Лесовичок задумчиво теребил ухо.
– Вот оно как: сияние, синева... А для чего они – сияние и синева? Сыт ими не будешь...
Вот у птиц, у зверей, насекомышей и управляет глазами живот. Потому-то, видать, их и называют – животные...
ЖАДНАЯ СОЙКА
Зимой самая добычливая охота с фоторужьём – у жилья. «Добыл» я тут и сороку, и ворону, и галку. Но никак не давалась мне сойка. И не потому, что очень уж осторожна: осторожна и пуглива она в лесу – что правда, то правда. А у жилья она куда глупее сорок, ворон и галок. Эти к человеку весь год приглядываются, доверяют только тем, кто внимания на них не обращает. А сойка – вольная птица. У жилья только зимой и потому не знает всех человеческих хитростей.
На прикормку сойка летит доверчиво и жадно. Но из-за этой-то жадности и трудно ее снять. Вдруг появится, стукнет коготками жесткими по деревянной доске, кинется к куску, взмахнёт широкими крыльями – и уже в воздухе. Спрячет кусок в лесу – за вторым летит. Опять стук коготков, быстрый взмах крыльев – в глазах рябит: рыжее, белое, чёрное! От леса к дому, от дома к лесу, кусок за куском, туда-сюда – ни навести не успеть, ни снять.
И вдруг – удача! Помогла та самая соечья жадность, которая до сих пор так мешала. Жадность и... три картошки.
Положил я на стол картошки: одна другой меньше. Сам залез под ШАПКУ. Вот стук коготков, быстрый взмах крыльев: сойка хватает крайнюю маленькую картошку. Схватила, выпрямилась – сейчас улетит! Но – чудо! – сойка не улетела, сойка растерялась! Сойку одолела жадность: она бросила маленькую картошку, схватила побольше. А рядом-то лежит ещё больше! Бросает среднюю и хватает самую большую. Теперь скорей в лес. Но жадность, жадность! Сойка склоняет шею, ёрзает клювом по доскам, исхитряется прихватить к большой картошине ещё и маленькую. И я успеваю её снять.
Теперь-то я знаю, что делать!
С помощью разных картошин я стану командовать жадной сойкой как захочу. И даже не разных, а двух одинаковых. Да, да, совсем одинаковых, только обязательно двух!
На столе две одинаковые картошки. Стук коготков – и сойка хватает одну. Но кажется завистливому глазу, что рядом больше кусок. Отброшена первая, в клюве вторая.
Нет, вторая, вроде, полегче. Брошена первая, скорей за вторую!
А я снимаю, снимаю, снимаю...
А соечий глаз горит, горит. То первая картошина в клюве, то снова вторая. То вторая, то снова первая.

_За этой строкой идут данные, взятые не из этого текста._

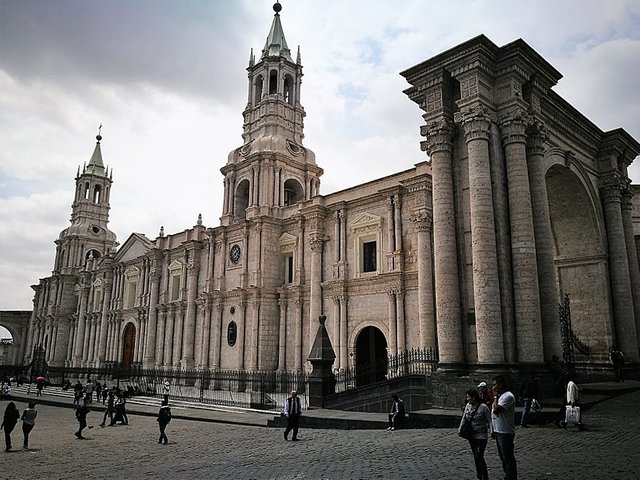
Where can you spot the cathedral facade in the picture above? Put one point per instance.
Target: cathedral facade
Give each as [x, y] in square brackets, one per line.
[521, 201]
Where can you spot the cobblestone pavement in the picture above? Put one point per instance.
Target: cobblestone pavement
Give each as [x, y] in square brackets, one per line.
[609, 449]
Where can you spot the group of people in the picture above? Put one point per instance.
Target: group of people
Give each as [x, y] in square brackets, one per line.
[491, 413]
[10, 420]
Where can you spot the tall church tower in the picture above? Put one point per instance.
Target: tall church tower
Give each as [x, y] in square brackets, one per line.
[88, 235]
[272, 169]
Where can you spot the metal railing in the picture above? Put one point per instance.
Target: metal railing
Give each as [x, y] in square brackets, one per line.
[409, 362]
[264, 390]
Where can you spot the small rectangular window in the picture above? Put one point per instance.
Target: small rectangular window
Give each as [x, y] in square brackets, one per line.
[175, 287]
[369, 257]
[288, 269]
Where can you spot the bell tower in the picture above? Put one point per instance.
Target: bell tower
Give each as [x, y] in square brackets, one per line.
[272, 170]
[88, 235]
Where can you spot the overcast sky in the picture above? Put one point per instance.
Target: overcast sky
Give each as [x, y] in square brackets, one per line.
[167, 80]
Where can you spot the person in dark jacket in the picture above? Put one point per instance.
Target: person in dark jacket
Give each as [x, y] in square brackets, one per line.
[397, 413]
[164, 417]
[292, 410]
[11, 416]
[528, 391]
[81, 416]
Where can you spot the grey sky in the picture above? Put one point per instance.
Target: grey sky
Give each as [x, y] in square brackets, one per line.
[167, 80]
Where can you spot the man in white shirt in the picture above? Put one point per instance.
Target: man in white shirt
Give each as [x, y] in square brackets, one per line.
[504, 426]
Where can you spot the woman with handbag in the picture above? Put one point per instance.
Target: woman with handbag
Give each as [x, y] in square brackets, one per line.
[475, 426]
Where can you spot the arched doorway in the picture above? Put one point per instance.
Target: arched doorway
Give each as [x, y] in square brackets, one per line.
[580, 256]
[128, 345]
[371, 356]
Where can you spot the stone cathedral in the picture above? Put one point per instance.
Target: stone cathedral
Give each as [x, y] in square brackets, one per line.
[520, 200]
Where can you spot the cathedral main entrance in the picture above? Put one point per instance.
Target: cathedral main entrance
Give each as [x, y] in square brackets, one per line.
[371, 356]
[128, 345]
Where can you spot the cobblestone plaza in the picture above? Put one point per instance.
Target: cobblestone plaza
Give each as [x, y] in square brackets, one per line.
[206, 450]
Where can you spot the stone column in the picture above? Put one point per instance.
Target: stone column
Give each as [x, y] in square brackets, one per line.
[168, 336]
[634, 272]
[317, 245]
[299, 319]
[188, 339]
[216, 336]
[255, 330]
[447, 286]
[486, 281]
[150, 348]
[400, 324]
[344, 347]
[523, 248]
[160, 333]
[241, 335]
[392, 326]
[622, 299]
[545, 247]
[282, 334]
[426, 313]
[79, 341]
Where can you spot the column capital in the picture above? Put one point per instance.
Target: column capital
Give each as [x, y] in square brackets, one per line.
[439, 136]
[317, 242]
[475, 122]
[423, 221]
[536, 136]
[513, 126]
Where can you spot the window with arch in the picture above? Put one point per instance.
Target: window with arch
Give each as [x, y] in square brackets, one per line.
[175, 280]
[288, 248]
[131, 275]
[97, 296]
[288, 89]
[97, 194]
[273, 82]
[258, 86]
[367, 234]
[93, 253]
[241, 199]
[293, 192]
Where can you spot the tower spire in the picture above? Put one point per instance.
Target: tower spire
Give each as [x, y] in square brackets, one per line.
[96, 166]
[276, 45]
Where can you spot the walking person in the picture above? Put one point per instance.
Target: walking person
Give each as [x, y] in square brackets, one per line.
[528, 391]
[28, 422]
[616, 357]
[81, 416]
[479, 415]
[11, 416]
[164, 417]
[292, 410]
[572, 396]
[503, 415]
[109, 410]
[486, 394]
[397, 413]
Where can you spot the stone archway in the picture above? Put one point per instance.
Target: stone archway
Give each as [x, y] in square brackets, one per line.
[580, 256]
[371, 356]
[128, 345]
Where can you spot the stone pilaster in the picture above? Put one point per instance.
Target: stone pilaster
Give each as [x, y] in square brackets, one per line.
[545, 248]
[486, 281]
[523, 248]
[634, 272]
[625, 325]
[438, 145]
[426, 313]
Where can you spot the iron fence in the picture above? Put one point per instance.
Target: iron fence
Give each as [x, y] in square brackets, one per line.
[409, 362]
[264, 390]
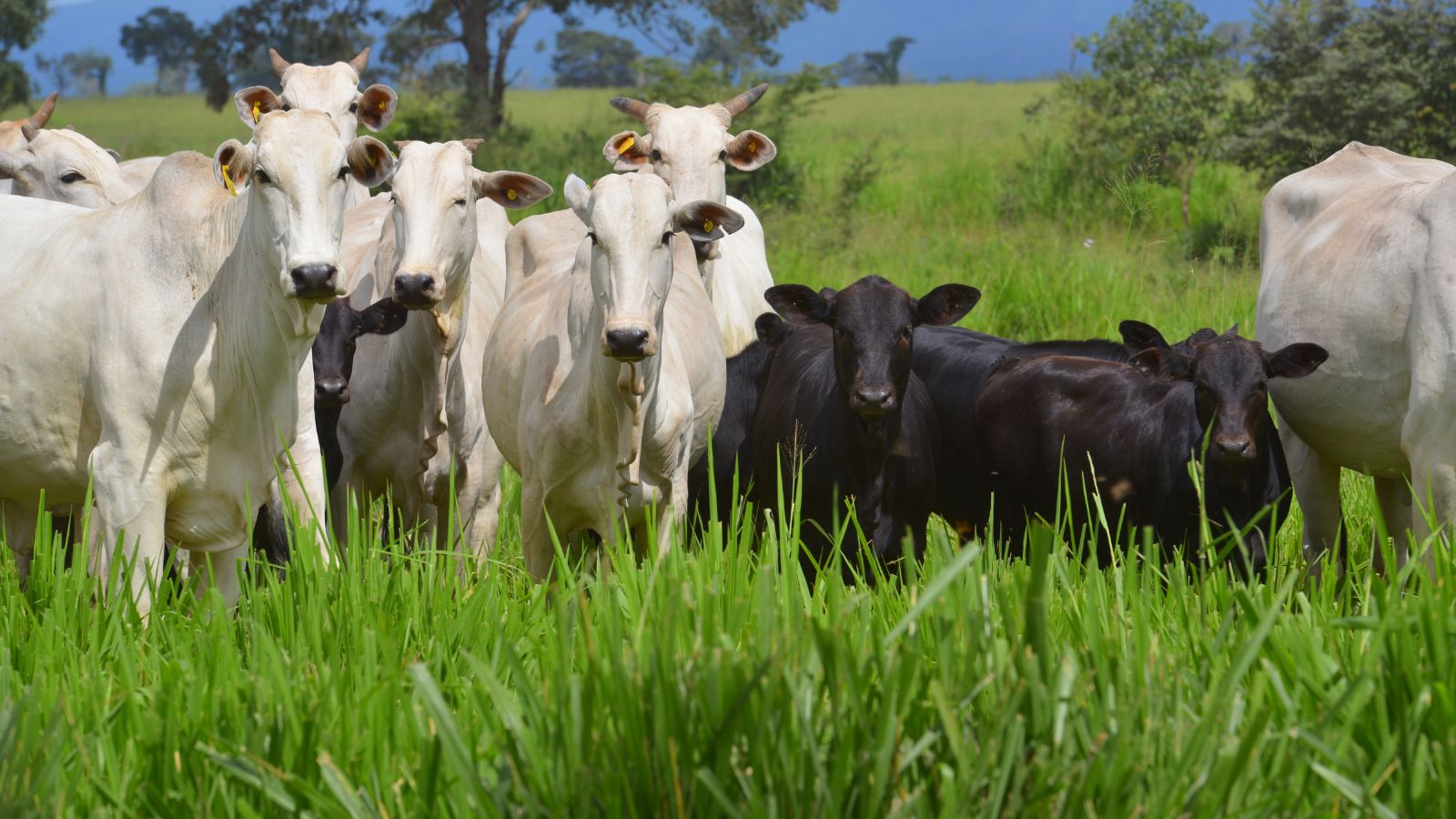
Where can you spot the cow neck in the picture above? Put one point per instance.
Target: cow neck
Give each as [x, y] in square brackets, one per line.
[262, 336]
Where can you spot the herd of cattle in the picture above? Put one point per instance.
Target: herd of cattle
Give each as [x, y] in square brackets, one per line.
[191, 341]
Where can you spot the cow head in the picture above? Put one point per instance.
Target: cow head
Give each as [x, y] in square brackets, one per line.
[874, 329]
[337, 341]
[332, 89]
[1230, 387]
[434, 193]
[688, 146]
[298, 174]
[65, 167]
[631, 220]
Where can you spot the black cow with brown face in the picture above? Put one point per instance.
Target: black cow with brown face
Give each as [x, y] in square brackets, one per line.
[1110, 426]
[844, 405]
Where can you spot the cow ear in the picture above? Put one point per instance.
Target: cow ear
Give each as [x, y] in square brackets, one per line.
[370, 160]
[705, 220]
[798, 303]
[750, 150]
[1164, 363]
[254, 102]
[772, 329]
[579, 196]
[232, 165]
[382, 318]
[12, 164]
[1295, 361]
[510, 188]
[378, 106]
[945, 305]
[1138, 337]
[628, 150]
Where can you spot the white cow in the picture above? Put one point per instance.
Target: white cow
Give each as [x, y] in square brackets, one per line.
[602, 383]
[415, 421]
[1358, 256]
[63, 167]
[691, 147]
[162, 358]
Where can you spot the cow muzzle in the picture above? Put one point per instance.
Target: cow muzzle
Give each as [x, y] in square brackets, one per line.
[628, 343]
[317, 283]
[417, 290]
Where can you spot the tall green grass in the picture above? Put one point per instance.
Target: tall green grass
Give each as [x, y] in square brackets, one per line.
[715, 681]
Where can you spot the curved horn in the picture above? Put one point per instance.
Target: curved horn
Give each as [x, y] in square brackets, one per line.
[43, 114]
[280, 65]
[360, 62]
[746, 99]
[633, 108]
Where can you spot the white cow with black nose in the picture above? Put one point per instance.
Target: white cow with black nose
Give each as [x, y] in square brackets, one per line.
[414, 426]
[160, 361]
[692, 149]
[604, 376]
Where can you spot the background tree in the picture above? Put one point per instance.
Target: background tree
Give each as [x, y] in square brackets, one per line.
[487, 31]
[885, 65]
[592, 58]
[233, 51]
[1329, 72]
[19, 28]
[165, 36]
[1158, 87]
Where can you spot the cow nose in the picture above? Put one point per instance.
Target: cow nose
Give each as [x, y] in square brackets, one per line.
[415, 290]
[874, 399]
[315, 281]
[331, 392]
[626, 343]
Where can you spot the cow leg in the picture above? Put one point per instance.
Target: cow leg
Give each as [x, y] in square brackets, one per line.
[536, 542]
[1394, 496]
[19, 533]
[222, 566]
[1317, 489]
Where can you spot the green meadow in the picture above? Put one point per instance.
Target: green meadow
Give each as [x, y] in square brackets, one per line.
[715, 681]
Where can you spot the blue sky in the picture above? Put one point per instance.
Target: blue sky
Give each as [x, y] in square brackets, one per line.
[990, 40]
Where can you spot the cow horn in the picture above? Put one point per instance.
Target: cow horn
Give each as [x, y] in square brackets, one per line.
[633, 108]
[43, 114]
[280, 65]
[360, 62]
[746, 99]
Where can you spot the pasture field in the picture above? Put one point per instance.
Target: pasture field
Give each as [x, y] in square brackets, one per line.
[713, 681]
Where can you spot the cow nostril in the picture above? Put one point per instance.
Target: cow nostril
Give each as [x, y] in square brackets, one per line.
[626, 341]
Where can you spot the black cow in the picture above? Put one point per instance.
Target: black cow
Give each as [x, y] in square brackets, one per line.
[1040, 416]
[954, 365]
[732, 448]
[844, 405]
[332, 366]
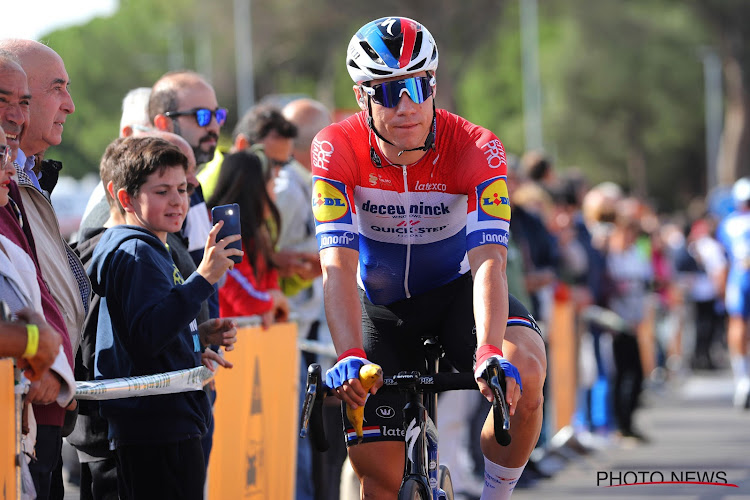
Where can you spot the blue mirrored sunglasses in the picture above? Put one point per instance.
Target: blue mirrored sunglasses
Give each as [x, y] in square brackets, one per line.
[5, 155]
[389, 93]
[202, 115]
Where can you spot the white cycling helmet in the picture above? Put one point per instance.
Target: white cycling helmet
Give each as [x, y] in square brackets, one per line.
[741, 191]
[390, 46]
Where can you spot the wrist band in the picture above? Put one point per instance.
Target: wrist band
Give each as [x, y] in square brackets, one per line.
[32, 341]
[352, 352]
[488, 350]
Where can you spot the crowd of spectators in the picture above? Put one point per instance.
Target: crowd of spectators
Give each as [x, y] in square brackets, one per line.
[648, 290]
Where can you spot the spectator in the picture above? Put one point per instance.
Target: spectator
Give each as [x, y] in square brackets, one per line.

А я снимаю, снимаю, снимаю...
Сойка мечется от одной к другой. Пора бы лететь, но жадность, жадность!
А я снимаю, снимаю, снимаю...
И глаза мои тоже горят, и жадность одолевает. Давно снята сойка, а всё снимаю, снимаю, снимаю...
ГОРЯЧАЯ ПОРА
Настала пора гнездо выстилать: каждое пёрышко на счету, всякая шерстинка в цене. И вдруг видит воробей: скачет по земле большущий клок ваты! Ну, если бы он просто лежал – другое бы дело. Тогда не зевай, налетай и хватай, пока другие не опередили! Но клок не лежит, а сам по земле как живой скачет! Все воробьи вокруг клювы разинули от удивления.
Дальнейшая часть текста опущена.